Here we summarize recent experimental efforts to (1) constrain the speciation and solubility of carbon in graphite-saturated natural mafic melts at fO2 below IW buffer and (2) C solubility in Fe-Ni-rich alloy melts. Quenched glasses and alloys generated to 8 GPa and 2200 °C are analyzed using a combination of electron and ion microprobe, FTIR, and Raman spectroscopy.
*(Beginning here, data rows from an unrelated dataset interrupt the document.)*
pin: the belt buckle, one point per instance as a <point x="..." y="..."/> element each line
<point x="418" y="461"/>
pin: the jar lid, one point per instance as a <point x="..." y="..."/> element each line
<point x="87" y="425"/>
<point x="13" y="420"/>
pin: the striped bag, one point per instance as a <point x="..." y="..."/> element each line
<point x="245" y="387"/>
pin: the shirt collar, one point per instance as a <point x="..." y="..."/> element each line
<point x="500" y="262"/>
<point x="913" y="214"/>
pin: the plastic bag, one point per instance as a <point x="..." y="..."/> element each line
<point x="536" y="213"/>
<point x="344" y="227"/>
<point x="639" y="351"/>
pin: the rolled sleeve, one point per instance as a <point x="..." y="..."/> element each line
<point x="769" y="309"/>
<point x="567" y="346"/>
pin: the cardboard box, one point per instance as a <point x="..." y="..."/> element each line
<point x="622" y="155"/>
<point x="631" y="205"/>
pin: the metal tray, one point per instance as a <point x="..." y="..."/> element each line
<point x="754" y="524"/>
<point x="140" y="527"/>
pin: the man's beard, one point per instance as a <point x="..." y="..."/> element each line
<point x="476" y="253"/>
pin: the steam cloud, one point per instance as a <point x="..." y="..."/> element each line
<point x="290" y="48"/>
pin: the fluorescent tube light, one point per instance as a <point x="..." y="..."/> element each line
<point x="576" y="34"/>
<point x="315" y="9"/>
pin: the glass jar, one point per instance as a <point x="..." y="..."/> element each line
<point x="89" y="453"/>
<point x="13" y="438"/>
Dissolved carbonates and bulk C solubility (<200 ppm) of graphite-saturated silicate glasses are observed to increase with decreasing pressure and increasing temperature, melt depolymerization index (e.g., NBO/T), and fO2 from ~IW-1.5 to IW [1,2]. Over the range in fO2, melt H2O content also mildly enhances carbonate dissolution, likely in part owing to the depolymerizing effect of H2O in the melt. At fO2>IW-1.5, dissolved C is a mixture of carbonates and other species, but below ~IW-1.5 the carbonate doublet is undetectable in IR spectra, with Raman spectra indicating the dominant species being methane or other methyl groups. In addition, with diminishing fO2 from IW-2 to IW-5, C solubility trend reverses, i.e., it increases with decreasing fO2 and also shows a much stronger dependence on melt H content , consistent with the enhanced solubility of methane in silicate melt with decreasing fO2 and increasing with square of fH2. However, Fe-Ni-rich alloy melts have high C solubility (~0.7-7 wt.%) that diminishes mostly with increasing Ni, Si, and S contents.
These results have important implications for origin, distribution, and storage of carbon in the planetary interiors as well as chemistry of early atmosphere and will be discussed.